Practical 6 Macroevolutionary models in R: Part 1 - continuous traits

The aims of this practical are to learn how to use R to fit macroevolutionary models in R to continuous traits.

We will be using the evolution of magical creature life-history variables as an example. The data includes body mass (average adult size at rest) in kg, social status (1 = solitary, 2 = social), habitat (1 = terrestrial, 2 = aquatic, 3 = volant) and magical power (in thaum - with thanks to Terry Pratchett for the units). These data are invented, so please don’t get too upset if I’ve misclassified anything!

REMEMBER

  • Download all of the data for the practical into a folder somewhere on your computer.
  • Set your working directory to this folder.
  • Start a new script for this practical.
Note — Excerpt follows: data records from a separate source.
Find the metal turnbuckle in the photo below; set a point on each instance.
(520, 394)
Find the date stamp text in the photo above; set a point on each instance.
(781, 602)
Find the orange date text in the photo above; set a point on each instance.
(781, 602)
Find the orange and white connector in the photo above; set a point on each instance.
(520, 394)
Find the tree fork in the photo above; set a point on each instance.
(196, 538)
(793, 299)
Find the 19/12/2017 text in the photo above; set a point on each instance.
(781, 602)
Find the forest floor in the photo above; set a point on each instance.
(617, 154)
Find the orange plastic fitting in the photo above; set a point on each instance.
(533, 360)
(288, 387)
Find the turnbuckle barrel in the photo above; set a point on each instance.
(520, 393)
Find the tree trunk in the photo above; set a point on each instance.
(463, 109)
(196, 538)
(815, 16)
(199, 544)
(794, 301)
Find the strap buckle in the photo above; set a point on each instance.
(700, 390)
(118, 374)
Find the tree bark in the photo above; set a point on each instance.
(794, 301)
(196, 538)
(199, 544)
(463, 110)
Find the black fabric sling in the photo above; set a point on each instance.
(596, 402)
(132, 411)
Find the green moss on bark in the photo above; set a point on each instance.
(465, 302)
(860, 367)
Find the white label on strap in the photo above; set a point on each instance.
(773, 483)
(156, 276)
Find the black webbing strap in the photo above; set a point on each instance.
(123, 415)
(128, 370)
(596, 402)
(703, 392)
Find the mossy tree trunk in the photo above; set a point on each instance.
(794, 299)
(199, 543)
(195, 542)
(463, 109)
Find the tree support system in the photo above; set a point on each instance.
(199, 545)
You will also need to install the following packages:

  • ape
  • geiger
  • OUwie

This practical is in two parts, Part 2 deals with discrete traits.
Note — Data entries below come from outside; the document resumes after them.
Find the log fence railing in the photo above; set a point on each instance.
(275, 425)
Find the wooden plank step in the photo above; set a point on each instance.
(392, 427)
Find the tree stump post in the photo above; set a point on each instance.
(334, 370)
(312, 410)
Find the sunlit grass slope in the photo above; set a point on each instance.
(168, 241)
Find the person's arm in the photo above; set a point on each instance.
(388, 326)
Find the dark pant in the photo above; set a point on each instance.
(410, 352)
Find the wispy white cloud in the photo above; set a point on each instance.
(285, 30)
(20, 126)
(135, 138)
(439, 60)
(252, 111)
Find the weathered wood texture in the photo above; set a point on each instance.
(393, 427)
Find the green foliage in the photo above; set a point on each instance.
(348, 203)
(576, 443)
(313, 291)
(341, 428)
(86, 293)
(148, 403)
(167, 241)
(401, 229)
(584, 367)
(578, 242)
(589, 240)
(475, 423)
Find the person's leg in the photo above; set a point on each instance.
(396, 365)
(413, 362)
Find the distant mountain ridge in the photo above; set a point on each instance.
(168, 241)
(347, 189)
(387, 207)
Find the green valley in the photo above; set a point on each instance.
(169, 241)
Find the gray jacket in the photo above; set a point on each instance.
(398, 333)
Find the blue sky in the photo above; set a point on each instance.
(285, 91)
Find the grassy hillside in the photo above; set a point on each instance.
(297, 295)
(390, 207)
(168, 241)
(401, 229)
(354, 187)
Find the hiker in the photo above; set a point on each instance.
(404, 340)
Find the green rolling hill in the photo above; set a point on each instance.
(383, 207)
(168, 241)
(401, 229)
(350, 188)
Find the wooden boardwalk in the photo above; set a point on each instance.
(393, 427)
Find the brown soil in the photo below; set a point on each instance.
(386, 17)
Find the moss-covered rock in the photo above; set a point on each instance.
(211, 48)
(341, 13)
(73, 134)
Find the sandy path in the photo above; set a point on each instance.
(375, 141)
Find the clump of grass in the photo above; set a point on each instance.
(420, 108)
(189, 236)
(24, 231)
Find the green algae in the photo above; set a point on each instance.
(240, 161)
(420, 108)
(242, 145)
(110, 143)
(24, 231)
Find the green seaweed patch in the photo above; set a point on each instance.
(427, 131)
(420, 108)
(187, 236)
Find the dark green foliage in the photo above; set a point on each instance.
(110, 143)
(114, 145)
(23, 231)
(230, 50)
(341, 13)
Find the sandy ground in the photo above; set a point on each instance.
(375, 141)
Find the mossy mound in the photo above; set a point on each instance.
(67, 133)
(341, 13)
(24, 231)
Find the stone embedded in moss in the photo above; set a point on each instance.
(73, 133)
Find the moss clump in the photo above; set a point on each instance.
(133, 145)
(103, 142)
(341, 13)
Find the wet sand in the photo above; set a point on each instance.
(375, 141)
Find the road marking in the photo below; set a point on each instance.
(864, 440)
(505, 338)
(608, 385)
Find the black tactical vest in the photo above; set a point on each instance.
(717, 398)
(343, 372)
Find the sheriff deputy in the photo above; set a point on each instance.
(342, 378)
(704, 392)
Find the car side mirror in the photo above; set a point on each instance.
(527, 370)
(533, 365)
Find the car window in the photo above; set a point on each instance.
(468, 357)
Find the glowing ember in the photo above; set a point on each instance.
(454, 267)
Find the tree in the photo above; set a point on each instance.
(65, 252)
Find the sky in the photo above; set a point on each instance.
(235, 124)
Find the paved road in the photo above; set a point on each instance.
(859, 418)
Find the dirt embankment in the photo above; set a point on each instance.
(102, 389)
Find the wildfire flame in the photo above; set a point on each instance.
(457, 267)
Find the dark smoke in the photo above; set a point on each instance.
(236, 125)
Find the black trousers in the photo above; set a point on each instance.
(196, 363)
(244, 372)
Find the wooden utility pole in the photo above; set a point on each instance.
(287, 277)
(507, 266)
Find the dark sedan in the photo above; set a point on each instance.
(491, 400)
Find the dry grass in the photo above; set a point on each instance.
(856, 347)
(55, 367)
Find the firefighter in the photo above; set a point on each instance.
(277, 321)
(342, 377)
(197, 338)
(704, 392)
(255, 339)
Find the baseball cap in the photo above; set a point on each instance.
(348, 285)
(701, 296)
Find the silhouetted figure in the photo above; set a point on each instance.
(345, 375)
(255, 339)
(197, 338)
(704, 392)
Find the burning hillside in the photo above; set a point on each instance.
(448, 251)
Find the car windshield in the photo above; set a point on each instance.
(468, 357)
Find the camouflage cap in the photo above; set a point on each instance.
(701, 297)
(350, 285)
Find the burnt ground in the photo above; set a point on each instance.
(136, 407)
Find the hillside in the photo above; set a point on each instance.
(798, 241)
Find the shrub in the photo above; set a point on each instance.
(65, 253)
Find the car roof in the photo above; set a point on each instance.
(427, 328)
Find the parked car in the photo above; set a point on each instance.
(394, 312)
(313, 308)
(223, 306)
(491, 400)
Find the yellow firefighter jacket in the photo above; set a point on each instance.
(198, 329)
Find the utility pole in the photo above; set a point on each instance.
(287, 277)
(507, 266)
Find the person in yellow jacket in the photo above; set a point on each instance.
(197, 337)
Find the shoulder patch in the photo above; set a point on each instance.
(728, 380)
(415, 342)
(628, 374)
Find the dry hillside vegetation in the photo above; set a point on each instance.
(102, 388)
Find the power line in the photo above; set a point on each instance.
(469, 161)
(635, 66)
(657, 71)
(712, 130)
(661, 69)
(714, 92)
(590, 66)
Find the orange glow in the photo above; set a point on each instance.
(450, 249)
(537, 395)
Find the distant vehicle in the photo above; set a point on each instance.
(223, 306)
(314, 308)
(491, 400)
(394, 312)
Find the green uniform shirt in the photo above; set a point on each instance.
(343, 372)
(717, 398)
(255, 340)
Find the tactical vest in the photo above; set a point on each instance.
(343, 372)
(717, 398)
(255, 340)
6.1 Preparing for the analysis

6.1.1 Load packages, read in the data and the tree

This is the same as we did in the PGLS practical, so I won’t give detailed instructions here.

# Load packages
library(ape)
library(geiger)
library(OUwie)
# Read in data
magicaldata <- read.csv("magicalcreatures.csv")
# Check data is loaded correctly
str(magicaldata)
## 'data.frame':    30 obs. of  5 variables:
##  $ Species     : Factor w/ 30 levels "Acromantula",..: 22 24 19 5 7 16 21 25 30 29 ...
##  $ BodySize_kg : num  1.5 50 0.5 100 8000 1 2.5 6 800 600 ...
##  $ SocialStatus: int  2 2 2 1 1 2 2 1 1 2 ...
##  $ Habitat     : int  1 1 2 1 3 1 1 3 3 3 ...
##  $ Magic_thaum : num  106.3 86.7 98.6 57 131.9 ...
# Read in tree
magicaltree <- read.nexus("magicaltree.nex") 
# Check tree is loaded correctly
str(magicaltree)
## List of 4
##  $ edge       : int [1:52, 1:2] 28 29 30 31 31 30 32 33 33 34 ...
##  $ edge.length: num [1:52] 136.86 65.69 97 2.92 2.92 ...
##  $ Nnode      : int 26
##  $ tip.label  : chr [1:27] "Doxie" "Bowtruckle" "Hinkypuff" "Grindylow" ...
##  - attr(*, "class")= chr "phylo"
##  - attr(*, "order")= chr "cladewise"

6.1.2 Modify the tree and data so they can be used in the analyses.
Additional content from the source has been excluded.